Leo en Martha trouwden met elkaar in Kamp Westerbork op 22 november 1943. Zij werden samen gedeporteerd naar Kamp Bergen-Belsen op 1 februari 1944. De meeste pioniers waren op 11 januari naar dat kamp overgebracht.

In kamp Bergen-Belsen werd Gideon geboren. Maar zoals velen werden zij gedrieën op een van de treinen naar het oosten gezet in april 1945, zij zaten in de bekende trein die strandde in Tröbitz en werd bevrijd door soldaten van het Rode Leger, meest Oekraïners. Maar Gideon was onderweg,  op het traject Ülzen – Lüneburg, al bezweken en langs het spoor begraven.

 

Leonardus was geboren in Amsterdam maar groeide op in Den Haag, in de Anna van Buerenstraat. Hij was een zoon van Judica Wolff en Mozes van Esso. Martha was een dochter van Isodor de Groot en Froukje de Beer. Zij woonde met haar ouders en vier zussen op de Duifstraat 21bis in Utrecht. Ook haar ouders en haar zus Geertruida doken bijna zeker onder, zij werden opgepakt in november 1943 en als strafgeval in Kamp Westerbork gedetineerd. Haar zus Cato werd op 14 september 1943 in Rotterdam opgepakt en vastgezet in het Huis van Bewaring. Op 25 september werden zij en 27 andere personen door de Rotterdamse Transportdienst afgevoerd naar Vught. Vanuit dit kamp werd zij op 15 november met 1.148 anderen direct naar KL Auschwitz gedeporteerd, waar zij werd tewerkgesteld. Na enige tijd kwam zij er op onbekende datum om. Of zij in Rotterdam zat ondergedoken is me niet duidelijk, zij stond er in ieder geval niet ingeschreven. Haar zus Ganny (Steenwijk, 16 september 1917) had een relatie met Wolfram Marsman (Leiden, 16 juli 1914).
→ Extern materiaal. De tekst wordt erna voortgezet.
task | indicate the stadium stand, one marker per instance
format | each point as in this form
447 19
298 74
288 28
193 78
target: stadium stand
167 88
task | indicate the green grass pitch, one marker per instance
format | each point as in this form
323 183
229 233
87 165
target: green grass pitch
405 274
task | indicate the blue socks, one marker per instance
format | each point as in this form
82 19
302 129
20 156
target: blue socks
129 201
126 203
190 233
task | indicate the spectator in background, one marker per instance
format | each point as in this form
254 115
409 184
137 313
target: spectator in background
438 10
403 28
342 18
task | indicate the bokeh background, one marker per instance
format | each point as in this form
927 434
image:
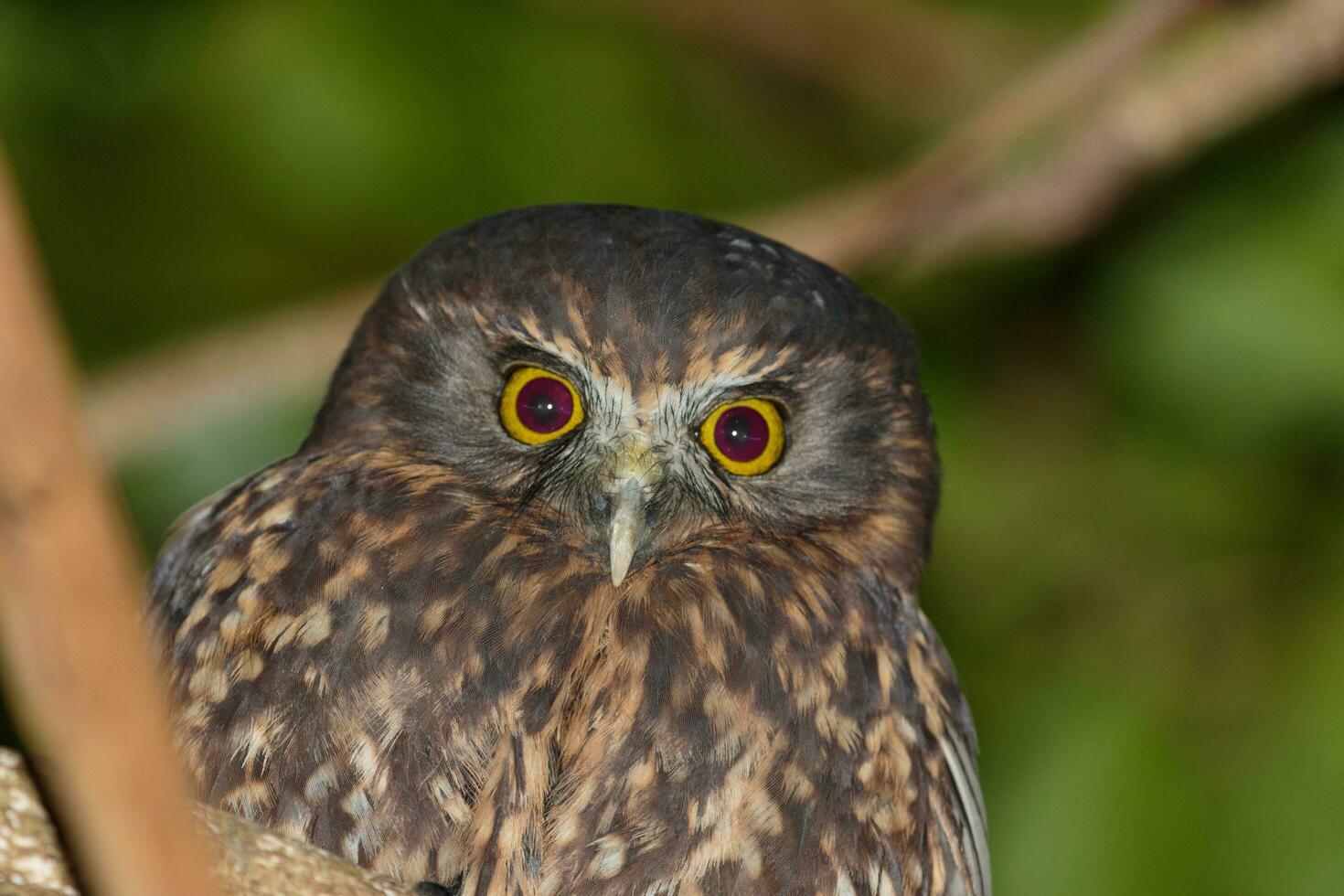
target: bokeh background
1138 563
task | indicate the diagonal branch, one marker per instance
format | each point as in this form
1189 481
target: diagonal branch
78 672
1047 163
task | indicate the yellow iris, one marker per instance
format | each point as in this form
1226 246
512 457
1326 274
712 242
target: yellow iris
745 437
539 406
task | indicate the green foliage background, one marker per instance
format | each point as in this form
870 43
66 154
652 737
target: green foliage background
1140 560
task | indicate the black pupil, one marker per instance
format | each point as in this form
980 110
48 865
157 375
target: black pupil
543 410
738 430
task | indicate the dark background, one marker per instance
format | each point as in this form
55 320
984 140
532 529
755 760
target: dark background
1138 564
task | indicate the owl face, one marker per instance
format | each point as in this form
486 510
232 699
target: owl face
652 379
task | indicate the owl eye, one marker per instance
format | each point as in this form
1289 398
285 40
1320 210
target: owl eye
538 406
745 437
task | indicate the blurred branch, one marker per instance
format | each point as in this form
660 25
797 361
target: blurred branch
78 673
918 58
223 372
864 222
1041 166
249 860
1019 179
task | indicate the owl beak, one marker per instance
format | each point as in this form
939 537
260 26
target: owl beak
635 470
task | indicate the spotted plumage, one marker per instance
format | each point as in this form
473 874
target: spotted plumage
409 643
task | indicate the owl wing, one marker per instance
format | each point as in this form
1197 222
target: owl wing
963 824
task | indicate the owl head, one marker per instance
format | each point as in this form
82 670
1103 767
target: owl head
656 380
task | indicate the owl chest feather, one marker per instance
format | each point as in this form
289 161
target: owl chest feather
469 696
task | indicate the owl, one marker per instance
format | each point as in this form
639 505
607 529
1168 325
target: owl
597 574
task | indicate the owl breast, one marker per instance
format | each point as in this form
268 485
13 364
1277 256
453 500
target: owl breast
438 687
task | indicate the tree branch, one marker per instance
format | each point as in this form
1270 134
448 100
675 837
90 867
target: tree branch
80 677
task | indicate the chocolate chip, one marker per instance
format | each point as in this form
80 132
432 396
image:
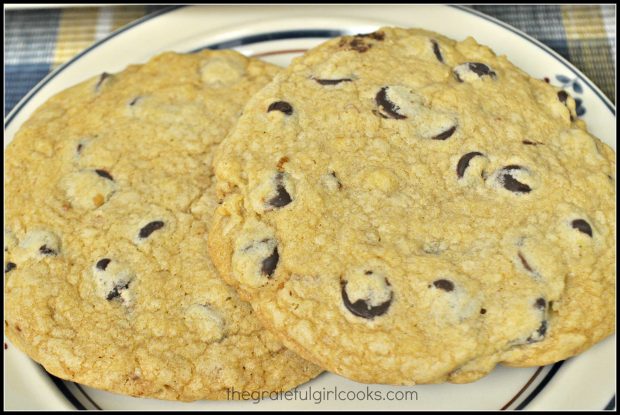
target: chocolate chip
282 197
446 134
510 183
332 81
463 163
582 226
379 114
151 227
562 96
539 334
102 264
361 307
281 163
437 51
104 174
358 45
389 107
526 264
270 263
116 291
45 250
443 284
374 35
281 106
102 78
480 69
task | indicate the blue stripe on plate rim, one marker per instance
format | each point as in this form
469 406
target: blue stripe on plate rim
320 33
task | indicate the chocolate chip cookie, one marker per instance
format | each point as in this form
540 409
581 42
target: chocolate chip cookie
403 208
109 193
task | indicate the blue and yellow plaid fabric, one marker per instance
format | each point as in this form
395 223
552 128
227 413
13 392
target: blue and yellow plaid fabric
37 41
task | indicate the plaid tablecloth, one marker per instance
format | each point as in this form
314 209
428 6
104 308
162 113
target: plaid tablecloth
37 41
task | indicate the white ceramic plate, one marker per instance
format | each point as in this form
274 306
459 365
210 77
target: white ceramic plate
277 34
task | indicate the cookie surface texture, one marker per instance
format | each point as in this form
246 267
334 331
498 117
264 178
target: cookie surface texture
109 192
403 208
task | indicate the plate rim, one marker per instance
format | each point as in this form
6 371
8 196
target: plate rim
576 71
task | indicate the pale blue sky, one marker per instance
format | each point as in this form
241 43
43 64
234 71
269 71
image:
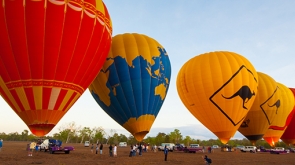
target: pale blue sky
262 31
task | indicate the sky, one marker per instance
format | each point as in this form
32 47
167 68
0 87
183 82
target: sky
262 31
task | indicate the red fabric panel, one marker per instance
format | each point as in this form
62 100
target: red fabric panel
70 100
35 19
4 96
16 29
30 96
53 35
60 98
46 97
6 52
17 100
69 38
79 59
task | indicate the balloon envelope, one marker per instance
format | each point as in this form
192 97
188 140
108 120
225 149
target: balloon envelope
218 88
262 111
133 83
47 54
289 135
283 116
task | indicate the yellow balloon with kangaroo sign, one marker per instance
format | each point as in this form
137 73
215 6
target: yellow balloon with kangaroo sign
218 88
263 110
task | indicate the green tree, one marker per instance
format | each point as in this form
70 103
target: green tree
187 140
160 138
84 133
99 134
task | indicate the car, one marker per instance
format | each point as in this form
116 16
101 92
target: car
215 146
194 145
239 147
170 146
251 149
292 150
123 144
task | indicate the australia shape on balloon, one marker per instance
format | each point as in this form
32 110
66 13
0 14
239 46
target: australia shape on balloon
133 83
283 116
47 54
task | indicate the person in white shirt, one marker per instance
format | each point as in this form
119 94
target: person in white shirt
115 150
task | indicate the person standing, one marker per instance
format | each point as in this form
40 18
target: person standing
28 149
32 148
166 152
96 149
100 148
131 151
92 149
208 161
111 150
1 144
115 151
140 149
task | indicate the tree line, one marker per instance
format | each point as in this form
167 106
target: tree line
71 133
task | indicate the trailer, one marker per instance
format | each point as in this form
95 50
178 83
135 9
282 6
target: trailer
53 146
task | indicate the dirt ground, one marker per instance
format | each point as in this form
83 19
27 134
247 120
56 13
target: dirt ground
14 153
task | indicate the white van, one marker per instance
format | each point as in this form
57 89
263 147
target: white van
123 144
86 143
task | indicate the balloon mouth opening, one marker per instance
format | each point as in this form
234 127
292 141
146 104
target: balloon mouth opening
140 135
41 129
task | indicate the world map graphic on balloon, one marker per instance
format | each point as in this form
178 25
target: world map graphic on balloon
154 77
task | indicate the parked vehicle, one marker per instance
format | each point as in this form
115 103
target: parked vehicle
53 145
251 149
215 146
239 147
170 146
179 147
193 148
123 144
292 150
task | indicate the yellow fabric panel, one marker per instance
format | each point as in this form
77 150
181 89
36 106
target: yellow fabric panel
99 6
278 126
261 114
37 93
8 94
66 99
204 81
73 101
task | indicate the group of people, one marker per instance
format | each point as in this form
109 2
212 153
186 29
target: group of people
31 147
138 148
112 150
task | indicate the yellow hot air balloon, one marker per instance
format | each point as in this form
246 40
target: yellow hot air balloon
261 113
283 112
218 88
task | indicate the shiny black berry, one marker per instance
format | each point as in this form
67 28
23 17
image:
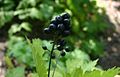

Zij waren niet gehuwd, maar Wolfram was wel bij haar en haar ouders ingetrokken, althans dit adres werd aangehouden door de Joodse Raad. Hij had dierengeneeskunde gestudeerd in Utrecht totdat dit onmogelijk werd. Zij tweeën doken onder samen met de vierde zus Rosalie (30 juni 1920) en haar relatie Albert de Groot (Nijmegen, 29 juni 1923). Alle vier werden zij op of net voor 31 mei opgepakt ergens in Gelderland, want ze werden ingesloten in het Huis van Bewaring in Arnhem. Zie daarover meer bij Roosje de Groot. Op 4 juni worden ze opgesloten in barak 67 in Kamp Westerbork en al enkele dagen later, op 8 juni, werden zij gedeporteerd naar Sobibor, waar zij onmiddellijk werden vermoord. Dit was het grootste transport vanuit Westerbork.